Dosimetric comparison of hippocampal avoidance wholebrain radiotherapy with flattening filter and flattening filter-free modes
10.13491/j.issn.1004-714X.2022.06.018
- VernacularTitle:有无均整器模式下海马保护全脑放疗剂量学比较
- Author:
Wei SHAO
1
;
Jing LIU
1
;
Yi SUN
2
;
Gang WANG
1
;
Xingzhao GUO
1
;
Duoping SUN
1
;
Qiang FU
1
Author Information
1. Qingdao Municipal Hospital, Qingdao 266000 China.
2. Qingdao Jimo Aoshanwei Health Center, Qingdao 266237 China.

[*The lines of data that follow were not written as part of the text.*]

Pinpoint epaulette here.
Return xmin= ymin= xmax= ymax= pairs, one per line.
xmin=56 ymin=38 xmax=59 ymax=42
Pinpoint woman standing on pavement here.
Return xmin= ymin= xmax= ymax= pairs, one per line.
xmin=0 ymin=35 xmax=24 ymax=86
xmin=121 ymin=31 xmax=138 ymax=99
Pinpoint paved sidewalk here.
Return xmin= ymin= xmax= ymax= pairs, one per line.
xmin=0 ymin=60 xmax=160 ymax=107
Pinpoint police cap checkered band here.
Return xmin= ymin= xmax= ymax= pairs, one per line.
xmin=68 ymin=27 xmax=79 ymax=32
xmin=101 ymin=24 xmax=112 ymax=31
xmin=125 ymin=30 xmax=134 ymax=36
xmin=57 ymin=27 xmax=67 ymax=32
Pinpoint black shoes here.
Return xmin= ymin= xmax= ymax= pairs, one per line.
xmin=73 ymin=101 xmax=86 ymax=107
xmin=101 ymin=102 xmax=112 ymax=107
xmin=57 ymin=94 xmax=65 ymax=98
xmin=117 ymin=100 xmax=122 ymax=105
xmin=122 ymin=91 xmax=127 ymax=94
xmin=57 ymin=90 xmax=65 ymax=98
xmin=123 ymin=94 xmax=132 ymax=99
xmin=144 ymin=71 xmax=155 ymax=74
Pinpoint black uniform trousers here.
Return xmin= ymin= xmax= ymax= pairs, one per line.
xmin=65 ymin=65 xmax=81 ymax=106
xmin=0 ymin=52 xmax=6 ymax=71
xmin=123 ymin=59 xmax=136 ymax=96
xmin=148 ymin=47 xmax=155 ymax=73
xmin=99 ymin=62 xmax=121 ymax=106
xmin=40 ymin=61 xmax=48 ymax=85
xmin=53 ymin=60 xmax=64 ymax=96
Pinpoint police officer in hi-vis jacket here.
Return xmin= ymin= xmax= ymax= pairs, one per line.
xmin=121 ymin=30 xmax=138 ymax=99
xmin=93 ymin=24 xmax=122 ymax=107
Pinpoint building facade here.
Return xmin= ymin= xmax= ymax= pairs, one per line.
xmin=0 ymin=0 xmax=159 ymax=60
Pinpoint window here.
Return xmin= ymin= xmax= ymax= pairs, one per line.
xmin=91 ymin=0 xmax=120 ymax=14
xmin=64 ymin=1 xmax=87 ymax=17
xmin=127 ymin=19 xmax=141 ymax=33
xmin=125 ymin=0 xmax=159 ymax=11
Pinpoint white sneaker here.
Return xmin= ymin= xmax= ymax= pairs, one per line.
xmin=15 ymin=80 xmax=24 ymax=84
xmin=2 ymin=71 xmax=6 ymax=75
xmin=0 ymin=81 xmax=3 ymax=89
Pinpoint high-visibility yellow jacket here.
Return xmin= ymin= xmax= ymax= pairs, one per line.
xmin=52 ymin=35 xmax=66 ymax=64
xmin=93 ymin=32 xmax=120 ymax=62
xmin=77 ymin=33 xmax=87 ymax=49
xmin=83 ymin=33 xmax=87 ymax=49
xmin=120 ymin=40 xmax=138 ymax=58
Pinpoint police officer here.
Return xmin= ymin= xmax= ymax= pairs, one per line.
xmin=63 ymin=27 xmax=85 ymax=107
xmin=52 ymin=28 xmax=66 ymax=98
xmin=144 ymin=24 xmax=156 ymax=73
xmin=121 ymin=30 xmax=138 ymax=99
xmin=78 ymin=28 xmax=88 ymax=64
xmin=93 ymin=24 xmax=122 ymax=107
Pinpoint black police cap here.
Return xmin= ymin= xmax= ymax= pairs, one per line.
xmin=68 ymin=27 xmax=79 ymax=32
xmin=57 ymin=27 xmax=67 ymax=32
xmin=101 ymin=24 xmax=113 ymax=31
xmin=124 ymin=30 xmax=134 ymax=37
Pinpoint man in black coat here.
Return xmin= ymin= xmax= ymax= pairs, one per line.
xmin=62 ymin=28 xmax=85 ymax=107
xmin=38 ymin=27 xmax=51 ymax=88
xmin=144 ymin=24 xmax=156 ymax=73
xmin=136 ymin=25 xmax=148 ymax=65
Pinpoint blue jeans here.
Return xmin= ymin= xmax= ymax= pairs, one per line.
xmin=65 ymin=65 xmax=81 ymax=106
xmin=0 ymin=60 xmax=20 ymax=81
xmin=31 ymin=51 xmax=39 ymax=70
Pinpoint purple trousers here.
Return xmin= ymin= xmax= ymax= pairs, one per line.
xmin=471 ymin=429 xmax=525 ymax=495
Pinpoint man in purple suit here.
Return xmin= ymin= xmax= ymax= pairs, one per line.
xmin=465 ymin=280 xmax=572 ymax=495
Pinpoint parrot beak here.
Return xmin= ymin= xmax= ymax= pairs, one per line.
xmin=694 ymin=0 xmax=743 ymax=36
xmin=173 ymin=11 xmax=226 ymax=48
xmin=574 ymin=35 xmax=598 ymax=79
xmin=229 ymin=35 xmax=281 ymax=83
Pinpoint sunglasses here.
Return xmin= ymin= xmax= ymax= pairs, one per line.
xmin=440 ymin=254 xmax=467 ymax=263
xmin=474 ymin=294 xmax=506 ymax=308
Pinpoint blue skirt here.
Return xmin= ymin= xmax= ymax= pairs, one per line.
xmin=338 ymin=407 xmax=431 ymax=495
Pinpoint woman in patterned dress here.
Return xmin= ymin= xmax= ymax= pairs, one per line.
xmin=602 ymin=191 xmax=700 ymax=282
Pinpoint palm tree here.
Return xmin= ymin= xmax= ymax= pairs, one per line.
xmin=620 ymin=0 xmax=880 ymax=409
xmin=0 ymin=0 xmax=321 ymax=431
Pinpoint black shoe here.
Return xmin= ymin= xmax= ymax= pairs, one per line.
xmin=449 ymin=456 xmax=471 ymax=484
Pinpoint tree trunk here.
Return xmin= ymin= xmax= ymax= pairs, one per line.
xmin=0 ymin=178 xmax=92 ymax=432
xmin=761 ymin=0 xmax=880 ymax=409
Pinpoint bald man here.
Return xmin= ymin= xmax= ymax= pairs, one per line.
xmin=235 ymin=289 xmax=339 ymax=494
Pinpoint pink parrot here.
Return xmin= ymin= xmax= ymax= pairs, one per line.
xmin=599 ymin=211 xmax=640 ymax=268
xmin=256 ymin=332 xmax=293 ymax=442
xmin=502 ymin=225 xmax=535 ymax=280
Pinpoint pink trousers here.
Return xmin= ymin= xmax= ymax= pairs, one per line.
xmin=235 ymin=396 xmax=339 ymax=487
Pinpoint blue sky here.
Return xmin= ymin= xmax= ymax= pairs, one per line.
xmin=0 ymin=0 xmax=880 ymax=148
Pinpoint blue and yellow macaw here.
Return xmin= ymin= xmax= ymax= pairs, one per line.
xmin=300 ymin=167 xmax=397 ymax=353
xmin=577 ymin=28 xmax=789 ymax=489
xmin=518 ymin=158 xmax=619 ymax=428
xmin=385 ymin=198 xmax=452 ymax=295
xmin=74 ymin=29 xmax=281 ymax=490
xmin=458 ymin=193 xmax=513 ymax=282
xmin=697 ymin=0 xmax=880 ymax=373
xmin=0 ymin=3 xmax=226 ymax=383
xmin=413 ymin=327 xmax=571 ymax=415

- Publication Type:Journal Article
- Keywords:
Whole brain radiotherapy;
Hippocampus;
Flattening filter-free mode;
Volumetric modulated arc therapy;
Dosimetry
- From:
Chinese Journal of Radiological Health
2022;31(6):740-745
- CountryChina
- Language:Chinese
-
Abstract:
Objective To compare the dosimetric differences of volumetric modulated arc therapy (VMAT) with flattening filter(FF) and flattening filter-free(FFF) modes in hippocampal avoidance whole brain radiotherapy. Methods We included 15 patients with hippocampal-sparing whole brain radiotherapy, and designed two radiotherapy plans of FF-VMAT and FFF-VMAT for each patient. On the premise of meeting clinical dose requirements, the two plans’ dosimetry, total number of monitor units, and beam-on time were compared. Results There were no significant differences in the target coverage, conformity index, and dose gradient of the FF-VMAT and FFF-VMAT plans (P > 0.05). The Dmax, D100%, and Dmean to the hippocampal tissue were significantly lower with FFF-VMAT [(15.13 ± 0.38) Gy, (7.12 ± 0.34) Gy, and (9.76 ± 0.43) Gy, respectively)] than with FF-VMAT (16.46 ± 0.56) Gy, (7.72 ± 0.28) Gy, and (10.54 ± 0.48) Gy, respectively)] (P < 0.05). The Dmax to the left and right lenses and the Dmean to the left and right eyeballs with FFF-VMAT were (7.26 ± 0.43) Gy, (6.29 ± 1.13) Gy, (11.01 ± 0.94) Gy, and (9.78 ± 1.13) Gy, respectively, which were significantly lower than FF-VMAT’s corresponding doses of (8.09 ± 0.66) Gy, (7.80 ± 0.74) Gy, (11.38 ± 1.09) Gy, and (11.05 ± 0.90) Gy, respectively (P < 0.05). The doses to other organs at risk including the optic nerve and optic chiasm were all controlled within the safe dosage ranges, with no significant differences between the two plans (P > 0.05). The FFF-VMAT plan had a significantly greater number of monitor units and a significantly shorter beam-on time than the FF-VMAT plan (P < 0.05). Conclusion Both FF-VMAT and FFF-VMAT can meet the clinical requirements, with FFF-VMAT having better hippocampus and lens protection, shorter beam-on time, and higher treatment efficiency.